Dr. Lorretta Holloway

Professor, Department of English

Lorretta Holloway

Dr. Lorretta Holloway has been a professor in the English Department at Framingham State University for 15 years. Her teaching and research interests include 19th century British Literature, Women Writers, Drama, Children’s Literature, and international college readiness standards. She holds a PhD in 19th Century Literature from the University of Kansas. In 2011, Dr. Holloway was presented with the Dr. Robert Martin Outstanding First-Year Advocate Award for her work as an instructor of first-year writing courses and her efforts to educate high school students and their parents about college readiness.

What do you enjoy most about teaching at Framingham State?

Interacting with the students is one of the things I enjoy most at Framingham State. They are hilarious. I tell them I don’t need to watch television because I have them. They are regular people, and they allow you to be a regular person in the classroom. Another thing I really enjoy about being here is that I’m allowed and encouraged to pursue different interests I have. At many other places I would be expected to just do literary research and get published in that area, as opposed to here, where they really value different kinds of research.

What opportunities have you had to engage with students outside the classroom?

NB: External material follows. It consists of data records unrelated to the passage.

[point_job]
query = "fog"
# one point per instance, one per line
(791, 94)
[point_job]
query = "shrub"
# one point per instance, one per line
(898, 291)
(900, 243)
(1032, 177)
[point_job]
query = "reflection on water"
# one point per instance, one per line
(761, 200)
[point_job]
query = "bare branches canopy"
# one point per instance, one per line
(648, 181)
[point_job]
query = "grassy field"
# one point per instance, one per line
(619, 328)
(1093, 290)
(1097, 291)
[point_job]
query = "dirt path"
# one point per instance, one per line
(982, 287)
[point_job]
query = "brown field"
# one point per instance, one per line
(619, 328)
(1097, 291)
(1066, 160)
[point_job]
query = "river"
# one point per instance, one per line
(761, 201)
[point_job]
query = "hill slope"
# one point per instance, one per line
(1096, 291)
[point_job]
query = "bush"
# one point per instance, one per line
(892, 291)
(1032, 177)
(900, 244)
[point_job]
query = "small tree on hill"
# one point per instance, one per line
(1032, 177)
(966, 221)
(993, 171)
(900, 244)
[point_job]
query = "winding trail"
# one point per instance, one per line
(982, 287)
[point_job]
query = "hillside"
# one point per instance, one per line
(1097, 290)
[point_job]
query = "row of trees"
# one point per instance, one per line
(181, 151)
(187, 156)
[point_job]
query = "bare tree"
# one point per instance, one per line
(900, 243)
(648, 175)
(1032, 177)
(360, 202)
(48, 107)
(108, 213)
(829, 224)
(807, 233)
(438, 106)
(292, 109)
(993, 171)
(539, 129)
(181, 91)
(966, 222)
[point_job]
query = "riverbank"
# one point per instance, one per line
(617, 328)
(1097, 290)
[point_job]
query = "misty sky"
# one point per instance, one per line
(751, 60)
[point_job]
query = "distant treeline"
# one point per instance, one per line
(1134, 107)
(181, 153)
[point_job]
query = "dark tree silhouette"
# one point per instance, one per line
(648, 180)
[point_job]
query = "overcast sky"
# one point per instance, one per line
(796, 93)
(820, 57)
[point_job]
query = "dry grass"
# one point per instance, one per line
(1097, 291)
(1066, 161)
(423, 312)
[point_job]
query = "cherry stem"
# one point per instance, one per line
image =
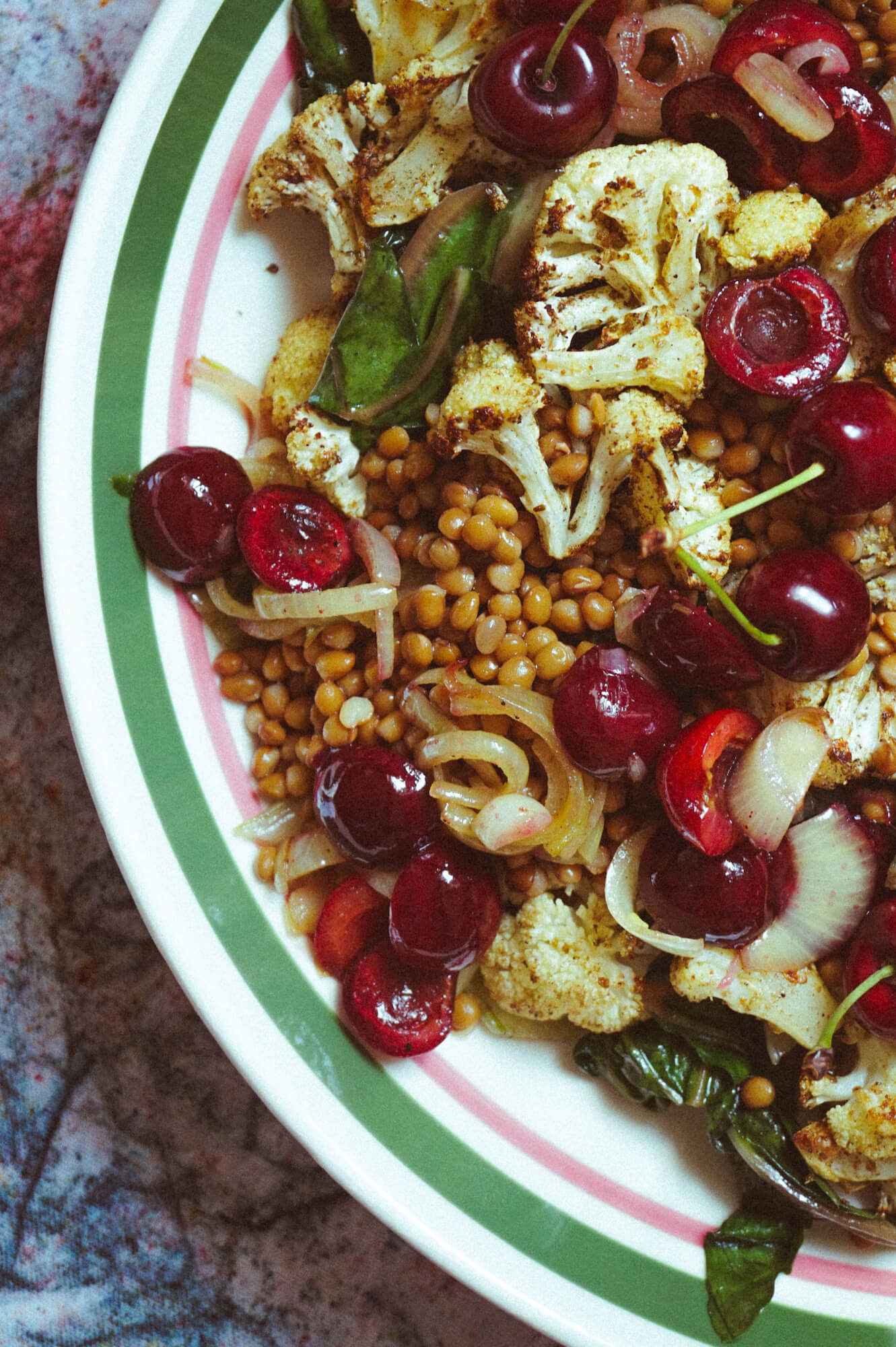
(790, 484)
(848, 1003)
(664, 541)
(548, 69)
(726, 600)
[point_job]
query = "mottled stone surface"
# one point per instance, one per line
(145, 1195)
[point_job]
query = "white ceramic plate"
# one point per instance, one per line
(498, 1160)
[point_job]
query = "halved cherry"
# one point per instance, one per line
(692, 775)
(294, 539)
(695, 650)
(719, 114)
(353, 918)
(793, 30)
(396, 1010)
(784, 336)
(862, 149)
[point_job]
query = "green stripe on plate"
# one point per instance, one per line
(676, 1301)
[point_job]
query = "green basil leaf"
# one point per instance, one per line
(335, 51)
(376, 339)
(745, 1257)
(473, 242)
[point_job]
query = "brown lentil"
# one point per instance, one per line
(241, 688)
(758, 1093)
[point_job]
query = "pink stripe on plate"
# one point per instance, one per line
(847, 1276)
(194, 301)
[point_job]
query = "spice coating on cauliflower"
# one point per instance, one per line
(626, 247)
(797, 1004)
(771, 231)
(549, 962)
(491, 409)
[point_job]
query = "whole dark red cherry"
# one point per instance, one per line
(862, 149)
(716, 112)
(183, 513)
(874, 946)
(850, 428)
(722, 899)
(373, 803)
(778, 28)
(444, 909)
(294, 539)
(784, 336)
(393, 1008)
(692, 649)
(599, 17)
(518, 112)
(692, 774)
(816, 603)
(610, 717)
(875, 280)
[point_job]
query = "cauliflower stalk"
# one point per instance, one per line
(626, 249)
(493, 410)
(551, 961)
(856, 1140)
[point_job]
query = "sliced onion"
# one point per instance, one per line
(385, 632)
(622, 899)
(770, 781)
(205, 374)
(833, 875)
(311, 851)
(322, 605)
(695, 38)
(785, 96)
(377, 554)
(477, 747)
(279, 821)
(833, 60)
(509, 820)
(225, 603)
(631, 607)
(434, 230)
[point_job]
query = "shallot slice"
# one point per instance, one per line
(510, 818)
(695, 38)
(832, 876)
(785, 96)
(770, 781)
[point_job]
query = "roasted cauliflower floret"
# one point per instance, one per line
(633, 348)
(374, 156)
(860, 716)
(773, 230)
(294, 371)
(669, 492)
(323, 457)
(644, 222)
(455, 33)
(837, 250)
(797, 1004)
(491, 409)
(549, 961)
(856, 1142)
(625, 254)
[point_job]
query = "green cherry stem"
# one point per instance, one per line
(790, 484)
(548, 69)
(848, 1003)
(670, 541)
(726, 600)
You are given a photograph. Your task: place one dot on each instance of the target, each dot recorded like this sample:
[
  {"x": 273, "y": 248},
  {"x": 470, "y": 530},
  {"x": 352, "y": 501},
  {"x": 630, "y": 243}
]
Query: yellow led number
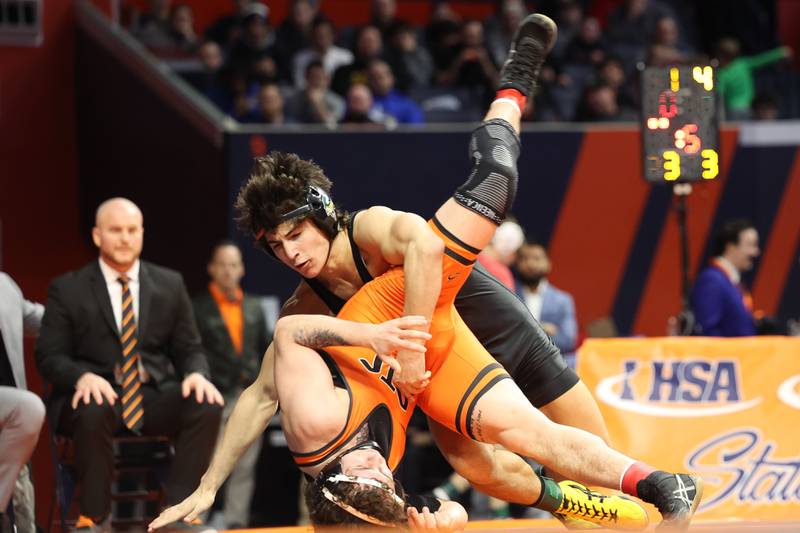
[
  {"x": 672, "y": 165},
  {"x": 704, "y": 76},
  {"x": 674, "y": 79},
  {"x": 710, "y": 164}
]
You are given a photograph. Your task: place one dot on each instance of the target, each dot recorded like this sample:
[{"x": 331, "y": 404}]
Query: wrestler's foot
[
  {"x": 613, "y": 512},
  {"x": 534, "y": 38},
  {"x": 84, "y": 524},
  {"x": 676, "y": 496},
  {"x": 576, "y": 523}
]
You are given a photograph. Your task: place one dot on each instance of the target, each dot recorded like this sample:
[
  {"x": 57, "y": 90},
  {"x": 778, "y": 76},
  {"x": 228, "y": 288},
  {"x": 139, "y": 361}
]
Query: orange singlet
[{"x": 461, "y": 369}]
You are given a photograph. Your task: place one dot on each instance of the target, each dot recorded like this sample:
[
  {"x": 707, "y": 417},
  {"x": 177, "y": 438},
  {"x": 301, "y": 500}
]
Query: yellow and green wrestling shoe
[{"x": 582, "y": 508}]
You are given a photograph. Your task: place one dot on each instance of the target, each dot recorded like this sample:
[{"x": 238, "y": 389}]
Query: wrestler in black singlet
[{"x": 501, "y": 322}]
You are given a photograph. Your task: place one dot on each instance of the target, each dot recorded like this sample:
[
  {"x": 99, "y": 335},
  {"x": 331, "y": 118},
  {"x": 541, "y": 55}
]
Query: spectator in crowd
[
  {"x": 208, "y": 78},
  {"x": 411, "y": 63},
  {"x": 600, "y": 104},
  {"x": 293, "y": 35},
  {"x": 235, "y": 94},
  {"x": 316, "y": 103},
  {"x": 178, "y": 35},
  {"x": 210, "y": 55},
  {"x": 735, "y": 75},
  {"x": 633, "y": 23},
  {"x": 120, "y": 346},
  {"x": 501, "y": 253},
  {"x": 568, "y": 16},
  {"x": 765, "y": 107},
  {"x": 269, "y": 106},
  {"x": 229, "y": 29},
  {"x": 384, "y": 17},
  {"x": 612, "y": 73},
  {"x": 359, "y": 106},
  {"x": 588, "y": 47},
  {"x": 154, "y": 22},
  {"x": 722, "y": 306},
  {"x": 552, "y": 307},
  {"x": 264, "y": 69},
  {"x": 443, "y": 33},
  {"x": 665, "y": 49},
  {"x": 388, "y": 100},
  {"x": 368, "y": 46},
  {"x": 255, "y": 42},
  {"x": 235, "y": 337},
  {"x": 470, "y": 64},
  {"x": 21, "y": 412},
  {"x": 500, "y": 27},
  {"x": 322, "y": 48}
]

I’ve had a great experience chaperoning various student trips. For many years now I’ve chaperoned the SUAB (Student Union Activities Board) New Your City bus trip, which is always a lot of fun. I’ve also been a chaperone for Alternative Spring Break and recently I also led a study abroad trip to London. It’s great because most of our students have never been out of the country. Many can’t afford to do a full semester-long study abroad experience because of the time and cost, so these shorter trips are important. It can be a transformative experience for them.

Discuss your work with parents around the topic of college readiness.

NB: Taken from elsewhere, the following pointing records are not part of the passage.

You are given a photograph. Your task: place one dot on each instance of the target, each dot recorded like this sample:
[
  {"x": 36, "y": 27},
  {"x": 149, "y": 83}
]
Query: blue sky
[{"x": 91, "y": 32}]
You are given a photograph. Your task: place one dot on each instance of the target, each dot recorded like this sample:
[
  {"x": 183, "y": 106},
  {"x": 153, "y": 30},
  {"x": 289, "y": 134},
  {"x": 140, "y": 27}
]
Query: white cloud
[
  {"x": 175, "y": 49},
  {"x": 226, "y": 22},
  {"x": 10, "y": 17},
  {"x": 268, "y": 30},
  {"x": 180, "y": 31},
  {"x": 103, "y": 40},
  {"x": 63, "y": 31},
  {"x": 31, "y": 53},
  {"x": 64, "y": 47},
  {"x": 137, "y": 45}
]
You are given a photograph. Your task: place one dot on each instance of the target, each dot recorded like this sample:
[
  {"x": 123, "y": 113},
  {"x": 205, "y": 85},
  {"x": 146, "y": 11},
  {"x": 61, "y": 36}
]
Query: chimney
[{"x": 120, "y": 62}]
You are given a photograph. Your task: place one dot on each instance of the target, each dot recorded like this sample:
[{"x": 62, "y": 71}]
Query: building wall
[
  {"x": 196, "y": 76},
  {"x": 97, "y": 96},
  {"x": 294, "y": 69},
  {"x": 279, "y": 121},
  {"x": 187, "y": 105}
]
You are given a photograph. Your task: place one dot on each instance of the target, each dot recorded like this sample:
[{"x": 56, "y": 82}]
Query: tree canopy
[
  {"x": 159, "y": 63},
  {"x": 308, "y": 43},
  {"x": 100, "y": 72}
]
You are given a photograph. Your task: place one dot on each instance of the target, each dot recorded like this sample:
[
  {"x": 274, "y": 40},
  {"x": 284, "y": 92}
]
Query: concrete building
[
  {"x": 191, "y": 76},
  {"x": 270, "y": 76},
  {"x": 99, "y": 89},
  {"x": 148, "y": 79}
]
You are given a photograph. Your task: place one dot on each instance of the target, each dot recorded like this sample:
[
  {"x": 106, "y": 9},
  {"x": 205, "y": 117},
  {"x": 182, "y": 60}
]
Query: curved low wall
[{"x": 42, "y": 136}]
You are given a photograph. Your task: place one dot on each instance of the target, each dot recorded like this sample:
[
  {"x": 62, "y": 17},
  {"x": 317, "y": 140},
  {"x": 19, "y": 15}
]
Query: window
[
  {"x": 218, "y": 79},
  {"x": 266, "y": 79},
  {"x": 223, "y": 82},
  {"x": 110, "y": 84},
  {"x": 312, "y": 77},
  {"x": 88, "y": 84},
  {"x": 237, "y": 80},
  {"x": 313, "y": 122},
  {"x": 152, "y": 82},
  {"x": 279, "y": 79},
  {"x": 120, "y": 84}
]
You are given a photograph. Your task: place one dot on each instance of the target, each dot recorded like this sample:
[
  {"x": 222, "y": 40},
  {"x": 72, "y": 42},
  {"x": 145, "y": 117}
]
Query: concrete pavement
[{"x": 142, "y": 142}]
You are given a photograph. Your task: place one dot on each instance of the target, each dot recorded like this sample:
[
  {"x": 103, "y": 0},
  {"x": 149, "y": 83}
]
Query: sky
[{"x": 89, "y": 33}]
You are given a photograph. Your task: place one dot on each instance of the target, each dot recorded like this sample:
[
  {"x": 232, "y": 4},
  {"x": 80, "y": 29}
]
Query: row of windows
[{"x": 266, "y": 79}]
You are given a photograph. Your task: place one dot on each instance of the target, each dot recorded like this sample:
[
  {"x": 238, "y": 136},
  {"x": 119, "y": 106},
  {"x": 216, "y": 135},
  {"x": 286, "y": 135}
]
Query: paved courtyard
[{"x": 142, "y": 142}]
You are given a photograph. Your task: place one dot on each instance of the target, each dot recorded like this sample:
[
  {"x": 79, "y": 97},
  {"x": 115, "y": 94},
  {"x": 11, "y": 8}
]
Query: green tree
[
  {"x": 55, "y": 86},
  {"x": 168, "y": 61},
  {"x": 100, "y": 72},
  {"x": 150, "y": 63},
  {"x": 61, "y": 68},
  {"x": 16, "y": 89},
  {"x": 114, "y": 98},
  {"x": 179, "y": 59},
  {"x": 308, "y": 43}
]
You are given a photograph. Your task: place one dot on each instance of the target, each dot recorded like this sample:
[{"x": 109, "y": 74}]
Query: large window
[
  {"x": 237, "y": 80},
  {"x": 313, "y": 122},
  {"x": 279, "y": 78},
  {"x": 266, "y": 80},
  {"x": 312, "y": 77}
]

I’ve spent a lot of time on the parent piece of college readiness and what parents can do to help their children prepare for and succeed in college. I think about my own experience preparing for college, and the opportunities for grants and scholarships that were missed because my mother and I didn’t know about them. I’m always thinking about how much my mother wanted to help me, but she didn’t have the information she needed. I take part in orientation each year, providing information and answering questions from parents. I also hold an annual college readiness program for parents to help inform them about what they can expect - not just during the application process, but how they can support their students once they are in college.

Do you see college readiness as a major issue moving forward?

College readiness is a national problem, and I don’t think parents are given enough education about completion rates and how many remedial courses students require when they get to college. Most are very surprised to learn that 30 percent of college freshmen nationwide do not persist. I’ve been involved with an effort to redesign curriculum at the K-12 level to try to combat this problem. I’m also currently doing research that compares college readiness in the U.S. to college readiness in South Korea, which is one of the countries we are often compared to. I spent 5-weeks there in the summer of 2013 in a Korean Language Program and I’ll be returning to the country for seven to eight months during my sabbatical in 2017 to continue that research.